A Merry Christmas?
While my mind is flooded and invaded with Christmas to-dos, gift ideas, cookie recipes... I keep having this feeling of apathy. Blah. Why am I not feeling jolly? Where is my Christmas spirit?
After reflection I realized that Christmas to me has become a sad time. Since my brothers terrible accident was in December, this month just leaves me with memories of horror and sadness. Ya, I know, not very elf-like. Over the past few days I have been actively reminding myself what Christmas is really about. As much as Target and Amazon would like for us to think that is about materialism, and as much as the liberal world would like us to think that it is about family and warm snuggles, it isn't. Christmas is about our Lord humbling Himself to become a man. He let go of all of His Heavenly awesomness and lived like a human. In the dirt and heat.

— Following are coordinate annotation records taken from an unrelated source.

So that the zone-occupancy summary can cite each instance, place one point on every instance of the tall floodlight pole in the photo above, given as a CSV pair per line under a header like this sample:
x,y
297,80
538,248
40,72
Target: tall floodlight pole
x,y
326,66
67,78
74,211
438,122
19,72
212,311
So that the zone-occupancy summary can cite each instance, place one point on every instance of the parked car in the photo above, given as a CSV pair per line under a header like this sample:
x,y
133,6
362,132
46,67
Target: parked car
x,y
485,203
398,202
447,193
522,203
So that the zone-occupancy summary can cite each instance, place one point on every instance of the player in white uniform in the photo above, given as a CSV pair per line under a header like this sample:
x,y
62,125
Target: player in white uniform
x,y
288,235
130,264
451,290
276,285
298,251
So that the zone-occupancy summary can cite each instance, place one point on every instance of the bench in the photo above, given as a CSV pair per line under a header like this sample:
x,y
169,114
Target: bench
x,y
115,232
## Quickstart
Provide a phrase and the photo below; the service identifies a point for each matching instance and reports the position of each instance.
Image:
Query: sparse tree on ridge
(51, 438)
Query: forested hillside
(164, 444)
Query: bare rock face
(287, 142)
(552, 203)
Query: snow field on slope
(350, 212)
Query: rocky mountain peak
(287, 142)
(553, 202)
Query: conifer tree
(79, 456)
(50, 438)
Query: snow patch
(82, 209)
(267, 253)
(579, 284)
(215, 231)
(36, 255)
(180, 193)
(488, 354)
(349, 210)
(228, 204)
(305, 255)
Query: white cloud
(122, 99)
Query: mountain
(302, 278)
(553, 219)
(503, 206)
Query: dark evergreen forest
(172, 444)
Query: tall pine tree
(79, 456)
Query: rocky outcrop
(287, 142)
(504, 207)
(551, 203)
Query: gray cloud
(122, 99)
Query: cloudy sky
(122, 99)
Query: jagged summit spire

...and the reason why He did this was to accomplish the Father's role for Him here on Earth... To die for the sins of humanity.
"Therefore, since we are surrounded by such a great cloud of witnesses, let us throw off everything that hinders and the sin that so easily entangles. And let us run with perseverance the race marked out for us, fixing our eyes on Jesus, the pioneer and perfecter of faith. For the joy set before him he endured the cross, scorning its shame, and sat down at the right hand of the throne of God. Consider him who endured such opposition from sinners, so that you will not grow weary and lose heart." Hebrews 12:1-3
And this is what I find joy in this Christmas. Despite having a brother who will spend this and many Christmas' to come in prison, despite any hardship that I can endure or even imagine, Jesus died for me. He endured this opposition for us... so that I will NOT grow weary or lose heart.
Thank you Father for sending your Son to this Earth. Merry Christmas.